Subject: Re: UBC, interactive performance, etc
To: None <tech-kern@netbsd.org>
From: Thor Lancelot Simon <tls@rek.tjls.com>
List: tech-kern
Date: 04/04/2001 10:16:58
On Tue, Apr 03, 2001 at 10:47:03PM -0700, Chuck Silvers wrote:
> On Tue, Apr 03, 2001 at 08:05:21PM -0700, Todd Whitesel wrote:
> 
> what causes pages to be paged out is not that processes are dormant,
> it is that memory is low.  pages which have been used "recently" are
> not paged out but rather put back at the end of the list to consider.
> "recently" means "since the last time we checked to see if it was
> used recently".  this might be as short as a few seconds if we're
> churning through a lot of file data.  so processes which are "dormant"
> even for a few seconds are paged out, and the memory is reused for file
> data.  your suggestion describes what we do already.

I think the problem is that the buffer cache essentially acts like the
old hack used to "swap out" processes (I haven't looked at this in UVM
but I assume it's the same as it was in the Mach VM): we emulated
"swapping" by marking all of a process' pages inactive and then creating
a huge false demand for pages to ensure that the "swapped" pages actually
left physical memory.

The buffer cache currently would like to use all of physmem, if it could.
In other words, it acts like our old "false demand" except that in the
absence of processes that have been *deliberately* swapped, it 
*inadvertently* swaps out processes that probably shouldn't be.

The algorithms in the VM system ane clearly not designed to cope with a
consumer that has an infinite demand for pages -- we've always performed
poorly in this condition, and usually the answer is "get more RAM".  But
the current buffer cache implementation guarantees that you can't ever
get enough!

Two ways around this seem fairly obvious to me; one is Easy and one is
Hard.  The "easy" way is something that Kirk McKusick mentioned to me
a long time ago as the way he'd intended to constrain the page demand
from a merged buffer cache in 4.4 (obviously this never got done :-)):
make the likelihood that the buffer cache actually gets a given page
inversely proportional to the percentage of memory it's already got.
This has the nice property that the buffer cache *can* grow to use 
almost all of physmem, but that as it grows it is more and more 
"conservative" about pushing out pages that might belong to processes
you intend to use again soon.  In other words, if the buffer cache wants
a page, and it's got 10% of the pages on the system, give it a 9/10
chance that it gets one.  If it wants a page, and it's got 90% of the
pages on the system, give it a 10% chance that it gets one.  Obviously
some scaling needs to be done here, and you have to account for how often
you churn through the page scanner, but you get the basic idea.

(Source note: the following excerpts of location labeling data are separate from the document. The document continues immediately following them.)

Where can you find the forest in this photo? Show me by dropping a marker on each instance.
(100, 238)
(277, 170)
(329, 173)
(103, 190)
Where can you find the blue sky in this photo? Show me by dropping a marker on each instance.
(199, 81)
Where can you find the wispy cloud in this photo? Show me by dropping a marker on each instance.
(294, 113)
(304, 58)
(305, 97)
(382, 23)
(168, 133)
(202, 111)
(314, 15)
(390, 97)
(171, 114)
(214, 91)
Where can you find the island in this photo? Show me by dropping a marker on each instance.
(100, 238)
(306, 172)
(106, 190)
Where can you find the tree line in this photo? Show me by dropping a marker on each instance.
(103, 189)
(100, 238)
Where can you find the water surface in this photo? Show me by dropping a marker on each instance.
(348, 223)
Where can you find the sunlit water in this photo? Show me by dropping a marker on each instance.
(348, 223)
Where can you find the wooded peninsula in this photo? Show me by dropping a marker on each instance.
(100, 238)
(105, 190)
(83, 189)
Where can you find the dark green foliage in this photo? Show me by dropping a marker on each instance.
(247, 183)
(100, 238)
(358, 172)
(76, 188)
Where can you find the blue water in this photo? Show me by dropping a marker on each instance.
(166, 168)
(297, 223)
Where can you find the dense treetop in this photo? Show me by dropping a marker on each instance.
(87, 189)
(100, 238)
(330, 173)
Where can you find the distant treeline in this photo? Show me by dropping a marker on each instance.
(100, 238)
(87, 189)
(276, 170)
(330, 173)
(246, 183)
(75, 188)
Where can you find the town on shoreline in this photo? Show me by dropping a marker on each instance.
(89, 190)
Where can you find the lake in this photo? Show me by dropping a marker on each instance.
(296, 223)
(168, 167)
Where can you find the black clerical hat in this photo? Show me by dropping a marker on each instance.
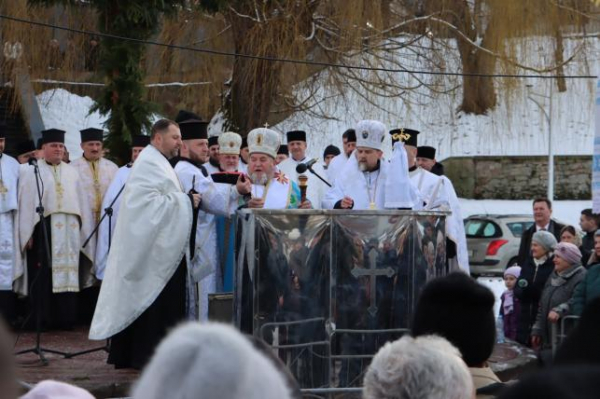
(193, 129)
(25, 147)
(283, 150)
(426, 152)
(53, 136)
(213, 140)
(408, 136)
(91, 134)
(331, 150)
(296, 135)
(350, 135)
(226, 177)
(184, 115)
(140, 140)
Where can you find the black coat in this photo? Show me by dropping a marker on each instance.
(525, 247)
(529, 289)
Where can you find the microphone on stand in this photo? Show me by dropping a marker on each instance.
(303, 167)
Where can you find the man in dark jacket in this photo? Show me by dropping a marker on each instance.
(589, 223)
(542, 212)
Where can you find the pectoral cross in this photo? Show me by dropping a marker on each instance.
(372, 272)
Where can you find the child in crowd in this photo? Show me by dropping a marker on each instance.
(510, 308)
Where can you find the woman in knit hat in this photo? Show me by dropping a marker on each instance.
(560, 286)
(510, 308)
(530, 283)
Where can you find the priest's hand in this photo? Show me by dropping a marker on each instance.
(306, 204)
(197, 198)
(256, 203)
(243, 185)
(347, 203)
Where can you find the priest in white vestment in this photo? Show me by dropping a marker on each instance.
(297, 145)
(212, 166)
(367, 181)
(143, 294)
(57, 282)
(11, 264)
(113, 196)
(337, 163)
(437, 192)
(95, 174)
(282, 154)
(270, 189)
(217, 200)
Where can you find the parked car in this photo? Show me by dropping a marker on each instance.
(493, 241)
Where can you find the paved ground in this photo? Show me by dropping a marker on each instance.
(88, 371)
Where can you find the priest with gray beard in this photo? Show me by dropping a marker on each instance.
(144, 290)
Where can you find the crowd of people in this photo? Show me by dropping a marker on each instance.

The "hard" way is to notice that there already is something in the system
that is supposed to guess when a process will want to be run: the scheduler.
Any approach that tries to not touch "processes that are likely to run soon"
or "interactive processes" is ultimately, I think, going to require tight
integration with the scheduler.  I think this opens up a huge can of worms.